The console offers comprehensive insights into Scope 1, 2 and 3 emissions associated with AWS usage. 

Users can drill down by AWS regions and services, including Amazon Elastic Compute Cloud (Amazon EC2), Amazon Simple Storage Service (Amazon S3) and Amazon CloudFront. 

Data is provided using both location-based and market-based methodologies to align with established carbon accounting standards. This level of detail helps organisations identify emissions hotspots and pinpoint the workloads that contribute most to their environmental footprint.
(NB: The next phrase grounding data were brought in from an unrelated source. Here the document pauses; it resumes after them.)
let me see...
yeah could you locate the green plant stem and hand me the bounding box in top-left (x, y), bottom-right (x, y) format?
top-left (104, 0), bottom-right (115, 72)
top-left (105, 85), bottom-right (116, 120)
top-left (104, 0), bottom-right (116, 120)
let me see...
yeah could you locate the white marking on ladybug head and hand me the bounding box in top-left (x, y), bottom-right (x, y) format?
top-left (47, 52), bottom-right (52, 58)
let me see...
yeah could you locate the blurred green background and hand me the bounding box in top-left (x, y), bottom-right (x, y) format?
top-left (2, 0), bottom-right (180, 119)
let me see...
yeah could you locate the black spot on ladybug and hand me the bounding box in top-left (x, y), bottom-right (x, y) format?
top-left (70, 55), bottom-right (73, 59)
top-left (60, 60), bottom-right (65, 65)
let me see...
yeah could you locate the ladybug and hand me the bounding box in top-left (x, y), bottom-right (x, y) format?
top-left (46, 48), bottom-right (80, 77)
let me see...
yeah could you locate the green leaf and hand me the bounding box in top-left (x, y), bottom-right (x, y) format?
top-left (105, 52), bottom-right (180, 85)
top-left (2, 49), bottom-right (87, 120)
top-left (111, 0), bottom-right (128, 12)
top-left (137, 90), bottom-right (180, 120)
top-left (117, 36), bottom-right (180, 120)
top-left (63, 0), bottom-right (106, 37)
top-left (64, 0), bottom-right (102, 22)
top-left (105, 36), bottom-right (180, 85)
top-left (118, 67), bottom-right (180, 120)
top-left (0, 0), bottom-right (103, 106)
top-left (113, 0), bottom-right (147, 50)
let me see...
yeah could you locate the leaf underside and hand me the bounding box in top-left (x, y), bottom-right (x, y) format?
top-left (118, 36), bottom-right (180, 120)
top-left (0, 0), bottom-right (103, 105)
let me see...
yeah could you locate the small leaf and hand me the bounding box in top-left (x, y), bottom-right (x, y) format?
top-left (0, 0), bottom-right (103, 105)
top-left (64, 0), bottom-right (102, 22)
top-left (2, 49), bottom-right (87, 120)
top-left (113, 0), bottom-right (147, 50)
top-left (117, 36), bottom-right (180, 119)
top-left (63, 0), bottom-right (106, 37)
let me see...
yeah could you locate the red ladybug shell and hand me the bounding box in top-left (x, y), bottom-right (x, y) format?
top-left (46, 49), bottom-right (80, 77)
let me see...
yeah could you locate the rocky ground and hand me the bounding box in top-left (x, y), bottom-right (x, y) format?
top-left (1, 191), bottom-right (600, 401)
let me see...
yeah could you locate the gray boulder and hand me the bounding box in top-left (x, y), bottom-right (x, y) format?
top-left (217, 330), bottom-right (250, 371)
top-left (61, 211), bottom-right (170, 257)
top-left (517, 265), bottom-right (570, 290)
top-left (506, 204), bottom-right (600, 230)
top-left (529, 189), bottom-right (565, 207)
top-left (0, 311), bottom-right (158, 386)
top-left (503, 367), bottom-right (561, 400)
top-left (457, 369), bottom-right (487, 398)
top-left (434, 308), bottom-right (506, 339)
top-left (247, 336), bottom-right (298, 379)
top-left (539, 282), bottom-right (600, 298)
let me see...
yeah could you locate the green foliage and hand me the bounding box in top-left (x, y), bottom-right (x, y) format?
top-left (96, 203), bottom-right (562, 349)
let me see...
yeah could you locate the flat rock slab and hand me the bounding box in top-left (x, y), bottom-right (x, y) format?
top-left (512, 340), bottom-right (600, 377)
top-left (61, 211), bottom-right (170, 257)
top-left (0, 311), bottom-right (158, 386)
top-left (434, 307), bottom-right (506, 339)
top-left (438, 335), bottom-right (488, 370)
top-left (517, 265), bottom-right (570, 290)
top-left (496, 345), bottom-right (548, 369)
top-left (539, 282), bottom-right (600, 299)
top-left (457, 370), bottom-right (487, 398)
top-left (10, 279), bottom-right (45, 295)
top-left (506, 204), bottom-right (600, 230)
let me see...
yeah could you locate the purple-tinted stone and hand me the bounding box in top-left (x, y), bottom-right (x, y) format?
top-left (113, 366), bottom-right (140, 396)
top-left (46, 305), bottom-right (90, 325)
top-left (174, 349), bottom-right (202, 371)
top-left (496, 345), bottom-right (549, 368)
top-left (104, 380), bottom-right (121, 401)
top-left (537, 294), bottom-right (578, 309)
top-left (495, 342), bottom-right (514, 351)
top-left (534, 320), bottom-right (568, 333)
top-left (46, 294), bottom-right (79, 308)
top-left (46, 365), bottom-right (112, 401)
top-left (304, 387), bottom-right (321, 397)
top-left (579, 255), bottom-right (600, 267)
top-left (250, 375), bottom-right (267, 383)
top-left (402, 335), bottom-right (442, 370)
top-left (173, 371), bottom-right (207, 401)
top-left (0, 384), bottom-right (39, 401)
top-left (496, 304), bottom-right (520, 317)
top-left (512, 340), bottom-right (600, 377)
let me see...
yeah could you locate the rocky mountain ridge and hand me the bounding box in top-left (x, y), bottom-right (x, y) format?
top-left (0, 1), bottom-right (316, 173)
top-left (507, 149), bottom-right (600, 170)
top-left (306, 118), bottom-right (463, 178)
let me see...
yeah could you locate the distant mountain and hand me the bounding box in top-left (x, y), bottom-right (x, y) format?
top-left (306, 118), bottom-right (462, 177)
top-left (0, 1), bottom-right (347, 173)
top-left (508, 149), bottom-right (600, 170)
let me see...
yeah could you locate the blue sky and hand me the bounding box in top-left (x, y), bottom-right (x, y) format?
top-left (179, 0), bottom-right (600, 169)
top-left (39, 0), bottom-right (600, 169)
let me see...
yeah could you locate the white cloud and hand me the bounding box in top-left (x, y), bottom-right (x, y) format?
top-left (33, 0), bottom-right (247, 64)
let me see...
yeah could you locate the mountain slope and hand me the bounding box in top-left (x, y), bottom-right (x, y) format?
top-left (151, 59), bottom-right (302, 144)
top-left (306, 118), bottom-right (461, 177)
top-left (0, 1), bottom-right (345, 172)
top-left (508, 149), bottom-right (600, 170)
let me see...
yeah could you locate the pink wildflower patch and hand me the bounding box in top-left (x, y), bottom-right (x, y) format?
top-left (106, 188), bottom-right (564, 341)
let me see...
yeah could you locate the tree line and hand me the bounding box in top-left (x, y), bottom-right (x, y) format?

The AWS Management Console with “sustainability” in the search bar. Credit: AWS

Flexible reporting and customisation

To meet evolving reporting requirements, the console supports customisable reports. 

Users can generate pre-set monthly or annual summaries or create tailored CSV exports by choosing specific fields, time ranges and filters. 

Reporting periods can be aligned to an organisation’s fiscal calendar, helping sustainability and finance teams collaborate effectively and maintain consistency in external disclosures.

Beyond the visual console, AWS provides programmatic access to emissions data through APIs and SDKs. 

This enables teams to integrate sustainability metrics directly into internal dashboards, reporting pipelines and compliance workflows. The capability is particularly useful for large, multi-account environments that rely on automated data retrieval and centralised governance.

Roadmap and continued evolution

AWS continues to expand the Sustainability console’s features, positioning it as a long-term solution for tracking and managing the environmental impact of cloud workloads. 

The launch underscores AWS’s commitment to making sustainability data easier to access, interpret and act upon.